In another article that promotes large hybrid approaches of both API and RPA when doing digital transformation, the author mentions that API is “strategic”, which cannot be more wrong. In my opinion, API cannot be “strategic” for the simple reason that RPA includes API, but API cannot include RPA. Therefore, the real strategic one is RPA.
Let’s move on. Another article gives three main advantages for RPA compared to API: being focused on a single platform, or how others call it, being platform-agnostic, the fact that is less reliant on IT experts, and mainly because of its cost advantage. Similarly, another article gives 5 reasons why RPA is better than API, among them the fact that API is risky, that it consumes more resources and time. Another opinion is more balanced and thinks a hybrid approach with both RPA and API is ideal. However, they prove the industry is now confused whether the costs of maintaining an API is less than the cost of maintaining a bot, with this article being opposed to the common belief in the industry that the cost of maintaining an API is less than the cost of maintaining a bot. They also end their view with this sentence: in case of frequent changes in the process, it is preferable to use RPA. With this sentence, it is clear that in an ever-changing environment, the use cases for API become less and less.
RPA is by far the more flexible solution. As I explained in the beginning of my article, API is useful when you really want to go fast from A to B, which is not the majority of the cases. More often, you use the RPA platform and within it call an API where it exists between two applications and can be easily used, which is not so often. A process includes some data exchanges between two systems, but the data exchanges between two systems are never the whole process.

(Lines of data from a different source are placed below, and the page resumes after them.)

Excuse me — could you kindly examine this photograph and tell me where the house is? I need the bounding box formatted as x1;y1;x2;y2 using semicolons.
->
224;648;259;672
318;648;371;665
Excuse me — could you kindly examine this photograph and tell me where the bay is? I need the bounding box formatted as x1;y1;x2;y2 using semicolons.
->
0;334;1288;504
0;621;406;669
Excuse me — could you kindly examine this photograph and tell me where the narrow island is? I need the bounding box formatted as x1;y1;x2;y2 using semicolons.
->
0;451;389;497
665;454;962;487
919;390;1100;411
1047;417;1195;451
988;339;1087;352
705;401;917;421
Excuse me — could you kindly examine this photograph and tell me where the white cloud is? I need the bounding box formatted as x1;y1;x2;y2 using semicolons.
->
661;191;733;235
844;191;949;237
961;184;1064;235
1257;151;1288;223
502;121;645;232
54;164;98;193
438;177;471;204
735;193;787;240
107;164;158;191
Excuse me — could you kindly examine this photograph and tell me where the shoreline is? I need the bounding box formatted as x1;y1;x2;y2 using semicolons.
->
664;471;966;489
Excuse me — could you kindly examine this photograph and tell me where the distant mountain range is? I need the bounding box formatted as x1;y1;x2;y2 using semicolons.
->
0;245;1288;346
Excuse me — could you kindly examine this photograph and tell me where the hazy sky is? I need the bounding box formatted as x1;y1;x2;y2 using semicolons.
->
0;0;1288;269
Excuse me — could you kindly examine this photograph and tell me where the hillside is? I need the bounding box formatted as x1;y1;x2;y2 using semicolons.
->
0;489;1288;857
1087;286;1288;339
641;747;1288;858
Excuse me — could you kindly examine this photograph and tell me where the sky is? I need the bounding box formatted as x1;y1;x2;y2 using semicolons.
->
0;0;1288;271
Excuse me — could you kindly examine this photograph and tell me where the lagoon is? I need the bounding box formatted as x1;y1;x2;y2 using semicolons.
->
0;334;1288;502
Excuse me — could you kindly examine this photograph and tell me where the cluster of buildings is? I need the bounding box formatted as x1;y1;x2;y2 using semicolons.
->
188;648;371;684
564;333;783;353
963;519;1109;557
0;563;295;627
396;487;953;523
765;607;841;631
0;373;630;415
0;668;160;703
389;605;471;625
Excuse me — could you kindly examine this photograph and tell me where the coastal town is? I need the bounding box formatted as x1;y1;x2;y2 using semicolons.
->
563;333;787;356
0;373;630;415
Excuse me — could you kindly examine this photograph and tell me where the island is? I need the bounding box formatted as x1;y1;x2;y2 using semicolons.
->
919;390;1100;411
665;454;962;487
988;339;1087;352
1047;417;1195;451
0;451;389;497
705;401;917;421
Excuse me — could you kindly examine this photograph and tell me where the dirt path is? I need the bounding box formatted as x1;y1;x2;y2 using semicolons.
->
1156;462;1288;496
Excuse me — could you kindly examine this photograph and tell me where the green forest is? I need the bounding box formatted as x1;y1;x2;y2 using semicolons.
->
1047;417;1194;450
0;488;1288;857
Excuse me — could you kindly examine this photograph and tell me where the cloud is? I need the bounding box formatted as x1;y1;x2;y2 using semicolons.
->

Usually, the process starts with some insights and decision making and that should be left to the human, which can be automated with RPA. Finally, another article recognizes that in most cases RPA is preferable to an API, which is in line with what all the practitioners in the field of process automation observed. Except some people, like the one which I mentioned at the beginning of this article and who pivoted his RPA company to API. But it seems he did not read any literature, he was just misinformed by the likes of Microsoft, Apple, Facebook, SAP, Salesforce, which want RPA to disappear, but which obviously will not happen any time soon.
Unless IT starts understanding that RPA is here to revolutionize the whole office work, they will be required only to set a couple of APIs once in a while. That will be the new role of IT, together with security, which will be a far cry from its role it pretends to have today in driving business growth.